童馨被陸瑾年的話拉回了神識,她轉過頭默默的看了一眼陸瑾年,不發一言,西裝筆挺,眉目疏朗,意氣風發……
曾經的童馨是有多麼喜歡這個道貌岸然的男人,她的父親因為疼愛他對這個男人亦是信任有加,委以重任。
也許她的父親是罪有應得,但……
在這種時刻居然說出這樣的話,童馨這一刻心如死灰,她不願意再和陸瑾年多說什麼,隻是拖起沉重的腳步,默默的經過陸瑾年身邊走回房間,關上門。
陸瑾年本想拉住童馨的手臂,但他隻抬了抬手,又無力放下了,他神色複雜的看著童馨走回房間,接著從房間穿來了幾乎不可聞的哭泣的聲音。
陸瑾年眸瞳黝黑,他想敲門走進房間去安慰那個瘦弱的身影,但他沒有,他隻是默默的坐到沙發上發起呆來。
童馨在洗手間內用涼水拍了拍自己的臉頰,昨夜哭的時間長了,使她今天的眼睛看起來有點點血絲以及浮腫,難得昨夜陸瑾年居然沒有過來打擾她自己在另外一個房間睡下了,童馨自己哭著哭著累了就睡著了……
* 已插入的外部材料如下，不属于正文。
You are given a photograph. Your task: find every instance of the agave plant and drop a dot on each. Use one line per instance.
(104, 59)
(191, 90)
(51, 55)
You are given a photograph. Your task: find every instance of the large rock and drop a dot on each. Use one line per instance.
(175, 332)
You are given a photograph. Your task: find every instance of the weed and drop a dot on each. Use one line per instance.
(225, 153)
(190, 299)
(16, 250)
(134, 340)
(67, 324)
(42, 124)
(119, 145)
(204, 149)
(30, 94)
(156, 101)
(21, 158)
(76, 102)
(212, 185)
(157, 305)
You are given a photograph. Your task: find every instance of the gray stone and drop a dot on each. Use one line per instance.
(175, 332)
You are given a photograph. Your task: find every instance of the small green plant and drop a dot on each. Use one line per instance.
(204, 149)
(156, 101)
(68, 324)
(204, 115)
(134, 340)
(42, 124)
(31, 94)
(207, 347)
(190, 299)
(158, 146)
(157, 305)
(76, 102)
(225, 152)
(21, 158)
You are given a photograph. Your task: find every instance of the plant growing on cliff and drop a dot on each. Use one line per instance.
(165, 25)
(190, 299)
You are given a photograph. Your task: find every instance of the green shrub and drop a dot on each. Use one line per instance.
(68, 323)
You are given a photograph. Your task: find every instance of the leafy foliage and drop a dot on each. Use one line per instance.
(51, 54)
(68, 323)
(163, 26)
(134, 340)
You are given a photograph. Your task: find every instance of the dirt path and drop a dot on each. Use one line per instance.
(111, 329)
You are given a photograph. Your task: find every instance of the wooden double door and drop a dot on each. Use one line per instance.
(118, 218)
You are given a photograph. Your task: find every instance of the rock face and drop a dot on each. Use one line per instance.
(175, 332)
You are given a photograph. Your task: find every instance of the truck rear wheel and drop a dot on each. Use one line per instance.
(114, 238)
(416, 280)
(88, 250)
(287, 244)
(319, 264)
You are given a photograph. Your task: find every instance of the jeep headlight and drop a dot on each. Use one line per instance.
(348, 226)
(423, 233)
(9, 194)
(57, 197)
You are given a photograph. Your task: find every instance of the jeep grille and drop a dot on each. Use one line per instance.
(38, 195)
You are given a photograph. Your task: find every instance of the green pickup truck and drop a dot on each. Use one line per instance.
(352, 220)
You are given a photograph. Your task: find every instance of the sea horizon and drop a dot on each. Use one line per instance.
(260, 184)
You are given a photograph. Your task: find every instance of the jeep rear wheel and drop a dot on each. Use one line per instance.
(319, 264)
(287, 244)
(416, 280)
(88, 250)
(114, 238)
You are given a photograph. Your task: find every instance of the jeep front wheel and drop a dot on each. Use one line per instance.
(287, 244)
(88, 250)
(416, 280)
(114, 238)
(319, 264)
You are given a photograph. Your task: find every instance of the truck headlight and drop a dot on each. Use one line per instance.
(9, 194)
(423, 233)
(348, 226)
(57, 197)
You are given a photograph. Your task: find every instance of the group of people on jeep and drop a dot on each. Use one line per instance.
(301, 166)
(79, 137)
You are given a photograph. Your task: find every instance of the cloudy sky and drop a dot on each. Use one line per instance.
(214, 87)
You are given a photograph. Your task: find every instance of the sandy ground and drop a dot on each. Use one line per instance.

童馨快速的化妝收拾整理好自己,然後就出門到公司上班去了,不管怎麼樣,她還是要努力工作的!
剛一走進辦公室,童馨就覺得氣氛不對勁,公司裏的同事似乎知道了什麼,背著她議論紛紛,然而在童馨視線看過去的時候又躲躲閃閃的。
童馨略微舒展了一下因為坐久而僵硬的身子,然後拿著茶杯準備去茶水間喝口水,剛走到門口,居然聽到茶水間裏穿來了話語聲。
“聽說了嗎?原來的童總在監獄被人打了!”一個穿著妖豔的女職員端著一杯咖啡,朝著茶水間裏另外幾位擠眉弄眼著。
“原來的童總?”一個穿著清純看著就像是剛畢業的大學生不解的問道,“我有點懵,什麼情況。”
看熱鬧不嫌人多,另外一位約莫四五十歲的女職員也加入她們的話題:“原來的童總,就是現任陸總的準女婿啊,不過也多虧了童總犯事,公司在陸總的接手下倒是蒸蒸日上。”
“準女婿?陸總的未婚妻不是蔣夕瑤小姐嗎?”
“對呀,都解除婚約了,還不甘心,勾引著我們的陸總,真是不要臉,還當自己是以前的童大小姐啊,還不是跟我們一樣,破爛命。”穿著妖豔的那位女職員說完放下咖啡,漫不經心的瞧著自己剛剛做得手指甲,隻不過眼神中一閃而過的狠厲泄露了她真正的情緒。
“聽說她爸是因為貪汙公款被抓進去的,這種人真是活該哦,果真是有其父必有其女啊。”
童馨聽不下去了,她怒火中燒,衝進茶水間,開口就對這些一臉心虛被抓住在背後說人壞話的女人們怒道:“我父親是犯了錯,他現在是在深刻的反省自己,而你們卻在這裏亂嚼舌根,意圖誹謗,我完全可以起訴你們!”